Sharing Your Religion

Convictions, morals, other societies and religions.
obnoxion
Posts: 1806
Joined: Tue May 25, 2010 7:59 pm

Re: Sharing Your Religion

Post by obnoxion »

Smaragd wrote: Sun Mar 29, 2020 8:49 pm Very interesting points and beautiful notions from everyone. The reasons that lead me to these questions were that I personally see my own religion so connected to others that it is hard to call it my own. Yet there’s some hardship connecting the two sides in the most powerful way possible and the questions seems like they could be helpful to think about when creating, and participating in, joined practices. What notions could be taken under observation while planning such practises, so that the wonderfully magical quality of religious life can be reached ”in the demanding sense of the term”?
This is a difficult topic to answer, because it is so important and yet so personal.

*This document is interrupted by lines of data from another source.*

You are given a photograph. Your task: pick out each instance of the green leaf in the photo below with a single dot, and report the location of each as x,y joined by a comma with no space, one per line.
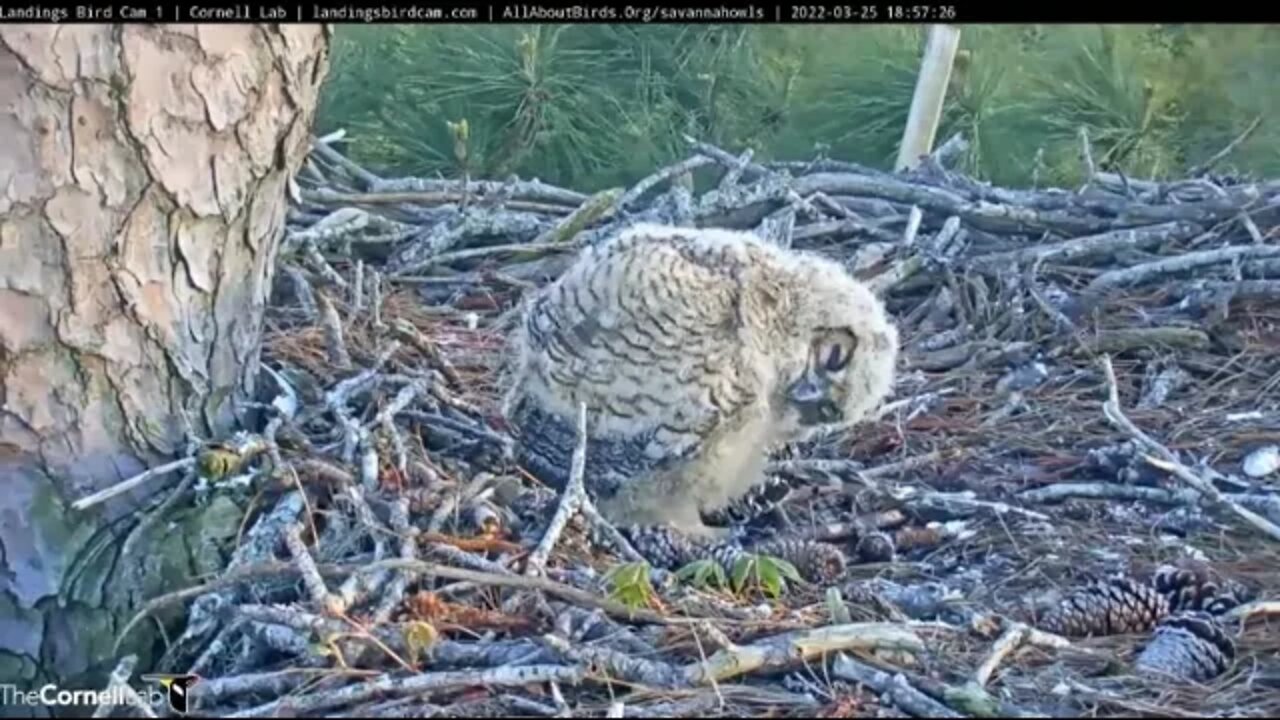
703,573
629,584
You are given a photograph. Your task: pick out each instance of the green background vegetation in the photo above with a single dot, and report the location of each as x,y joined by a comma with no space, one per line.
593,105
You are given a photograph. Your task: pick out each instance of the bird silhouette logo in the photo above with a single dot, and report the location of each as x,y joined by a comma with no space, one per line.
177,688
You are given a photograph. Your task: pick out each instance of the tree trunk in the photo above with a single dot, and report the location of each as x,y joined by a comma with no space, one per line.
144,180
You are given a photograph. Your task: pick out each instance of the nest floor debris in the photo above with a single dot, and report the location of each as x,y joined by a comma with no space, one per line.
1089,391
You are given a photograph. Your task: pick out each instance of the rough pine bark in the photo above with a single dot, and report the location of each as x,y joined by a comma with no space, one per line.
142,196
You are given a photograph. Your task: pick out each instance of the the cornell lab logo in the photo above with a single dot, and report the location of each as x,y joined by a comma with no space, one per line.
177,687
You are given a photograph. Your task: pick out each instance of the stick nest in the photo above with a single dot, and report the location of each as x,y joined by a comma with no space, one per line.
1002,540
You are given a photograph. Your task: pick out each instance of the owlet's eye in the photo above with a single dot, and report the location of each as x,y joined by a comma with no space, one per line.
835,350
836,358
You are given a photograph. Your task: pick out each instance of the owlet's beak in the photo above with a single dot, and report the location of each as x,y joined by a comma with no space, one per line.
810,396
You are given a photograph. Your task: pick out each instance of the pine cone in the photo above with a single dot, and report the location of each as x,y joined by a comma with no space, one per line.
874,547
1105,607
1189,586
816,561
671,550
1188,646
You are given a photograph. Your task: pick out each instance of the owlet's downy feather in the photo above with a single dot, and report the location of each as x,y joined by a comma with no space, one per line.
696,351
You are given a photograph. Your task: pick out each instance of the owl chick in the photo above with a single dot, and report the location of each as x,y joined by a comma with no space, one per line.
696,351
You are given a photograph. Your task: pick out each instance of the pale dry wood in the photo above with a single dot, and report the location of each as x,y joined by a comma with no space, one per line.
780,652
931,90
1162,458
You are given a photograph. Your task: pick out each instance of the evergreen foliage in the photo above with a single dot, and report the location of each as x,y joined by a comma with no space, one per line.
597,105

In the quote from Vignanabhairava, tha word for magic can also be translated as someone tickling your arm pits. So I would associate it with the more commonly known example of the feeling of ants crawling on the skin. Both, I believe, refer to the concept of shaktiparsa, or the touche of Shakti. One can feel it in smaller and greater things. In the end, it can denote the final immersion into the absolute. The key to the experience is, I think, that one cannot tickle one's self.

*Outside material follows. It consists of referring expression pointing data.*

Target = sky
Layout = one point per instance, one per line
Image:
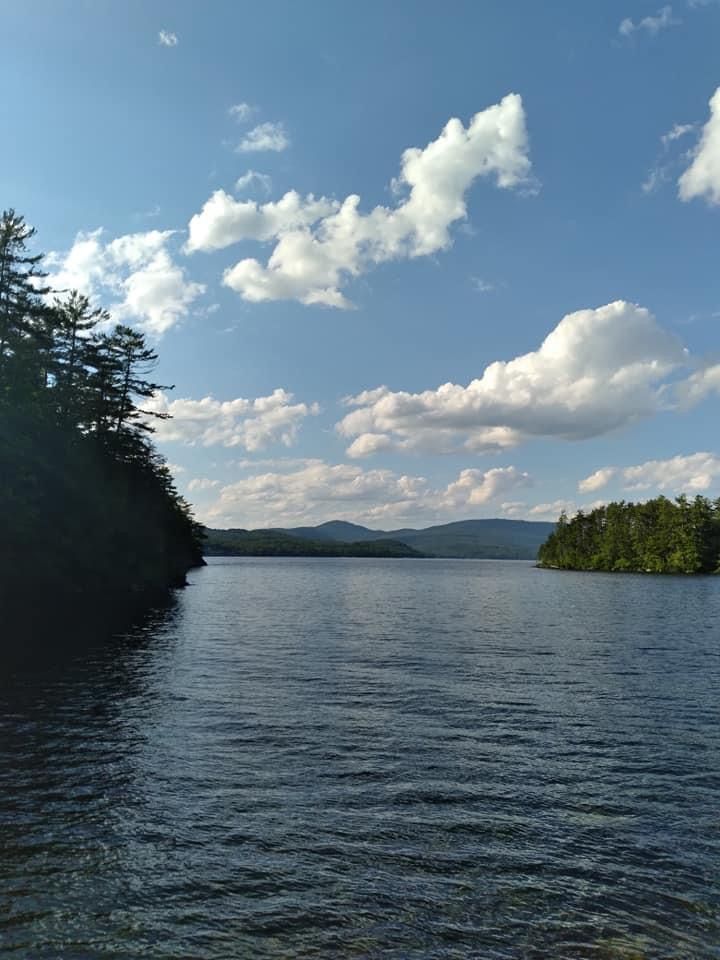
(403, 263)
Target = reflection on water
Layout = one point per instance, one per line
(368, 758)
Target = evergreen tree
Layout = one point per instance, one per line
(22, 313)
(658, 536)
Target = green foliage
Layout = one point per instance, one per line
(471, 539)
(659, 536)
(275, 543)
(90, 513)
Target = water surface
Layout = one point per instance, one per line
(373, 759)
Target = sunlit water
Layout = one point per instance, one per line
(373, 758)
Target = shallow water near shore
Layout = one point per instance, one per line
(401, 759)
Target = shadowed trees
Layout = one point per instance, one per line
(91, 517)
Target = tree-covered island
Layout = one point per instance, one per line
(658, 536)
(92, 525)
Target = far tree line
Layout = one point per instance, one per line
(658, 536)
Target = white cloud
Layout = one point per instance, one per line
(473, 487)
(134, 275)
(655, 178)
(264, 137)
(551, 511)
(702, 177)
(318, 491)
(315, 257)
(251, 177)
(652, 25)
(241, 112)
(249, 424)
(597, 480)
(693, 473)
(698, 385)
(224, 220)
(664, 166)
(677, 131)
(201, 484)
(596, 371)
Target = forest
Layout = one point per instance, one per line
(658, 536)
(92, 523)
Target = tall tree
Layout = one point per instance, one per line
(22, 312)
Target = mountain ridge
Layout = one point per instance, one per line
(490, 539)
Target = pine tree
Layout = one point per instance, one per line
(23, 335)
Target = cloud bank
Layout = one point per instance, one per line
(693, 473)
(135, 276)
(322, 244)
(318, 490)
(598, 370)
(249, 424)
(702, 177)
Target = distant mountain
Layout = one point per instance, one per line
(277, 543)
(467, 539)
(336, 530)
(479, 539)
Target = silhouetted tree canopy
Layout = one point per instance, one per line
(90, 511)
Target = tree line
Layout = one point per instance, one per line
(658, 536)
(90, 506)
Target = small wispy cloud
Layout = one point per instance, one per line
(665, 164)
(265, 136)
(679, 130)
(167, 39)
(241, 112)
(652, 25)
(252, 176)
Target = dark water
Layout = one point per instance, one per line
(366, 758)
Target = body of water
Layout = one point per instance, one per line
(372, 759)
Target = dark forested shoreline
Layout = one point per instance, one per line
(93, 528)
(658, 536)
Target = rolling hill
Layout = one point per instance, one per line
(465, 539)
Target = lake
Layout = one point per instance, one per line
(311, 758)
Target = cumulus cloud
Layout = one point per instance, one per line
(224, 220)
(665, 164)
(252, 176)
(698, 386)
(317, 491)
(265, 137)
(598, 370)
(202, 484)
(597, 480)
(474, 487)
(249, 424)
(317, 253)
(241, 112)
(651, 25)
(702, 177)
(134, 275)
(693, 473)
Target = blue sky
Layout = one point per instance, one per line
(586, 187)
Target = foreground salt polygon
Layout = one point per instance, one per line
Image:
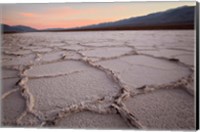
(121, 79)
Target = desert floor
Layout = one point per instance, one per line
(102, 80)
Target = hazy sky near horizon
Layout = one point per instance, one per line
(68, 15)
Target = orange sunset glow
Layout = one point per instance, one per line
(69, 15)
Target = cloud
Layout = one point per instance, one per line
(27, 14)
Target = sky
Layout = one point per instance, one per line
(67, 15)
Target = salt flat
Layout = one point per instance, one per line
(110, 79)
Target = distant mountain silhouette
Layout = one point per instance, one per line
(177, 18)
(18, 28)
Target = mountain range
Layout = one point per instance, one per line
(177, 18)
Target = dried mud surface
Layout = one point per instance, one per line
(105, 80)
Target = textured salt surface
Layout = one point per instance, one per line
(63, 91)
(107, 52)
(133, 69)
(93, 120)
(12, 106)
(164, 109)
(6, 73)
(9, 84)
(121, 79)
(63, 67)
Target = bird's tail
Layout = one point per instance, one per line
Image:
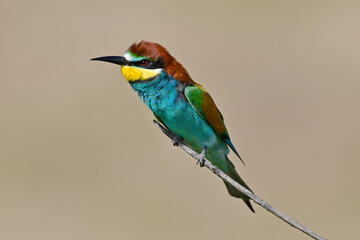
(233, 191)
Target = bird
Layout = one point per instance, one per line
(183, 106)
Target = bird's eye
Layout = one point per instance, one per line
(144, 62)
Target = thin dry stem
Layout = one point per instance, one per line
(251, 195)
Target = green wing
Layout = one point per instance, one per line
(205, 106)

In his commentary on Abhinavagupta's Tantraloka, Jayaratha makes a metaphor of a salt lake:

"As wood, leaves, little shards of stone, etc. which have fallen into a salt lake transform into salt, in the same way all entities which are different from the Self enter into Cit (a word often translated as consciousness, but which is essentialy untranslateable)"

So, I really feel like I'm (although propably a hard shard of stone rather than a dry leaf) in the salt lake. And there is the certainty that all will eventually be salt. And that is a blissful, blissfull thing. But you need to have, I think - and this goes especially in the christian countries - a spirit of the Black Mass with you. Not the miserable kind, but the kind with cow bells and tambourines. You enjoy it when you're having you dessert in front of the television, and you hear it when you hear people saying dum and detestable things in the name of religion. In the end, things are just turning in to salt in the common lake, and they can turn from grotesque to pretty and back in the process.

As the people in Nepal say, where the old Tantric state religion is passing away, preserve the heritage in art. So when you realize we're all in the salt lake - the blissful, blissfull salt lake - my natural instinct is to participate in the beauty. There is an example from christian art: fra Filipo Lippi painted the Virgin taking a step forward, and that is a new dynamic, because she was always painted static. That is, I think, what happens to religion in the salt lake; that is how it gets magical - The Virgin takes her first step, and the world is astonished. And then you realize she is coming to tickle your arm pits. Now, you need to have the spirit of black mass with cow bells and tambourines with you to enjoy the bliss of it, rather than be horrified by it.

I cannot find a better way to explain this...
One day of Brahma has 14 Indras; his life has 54 000 Indras. One day of Vishnu is the lifetime of Brahma. The lifetime of Vishnu is one day of Shiva.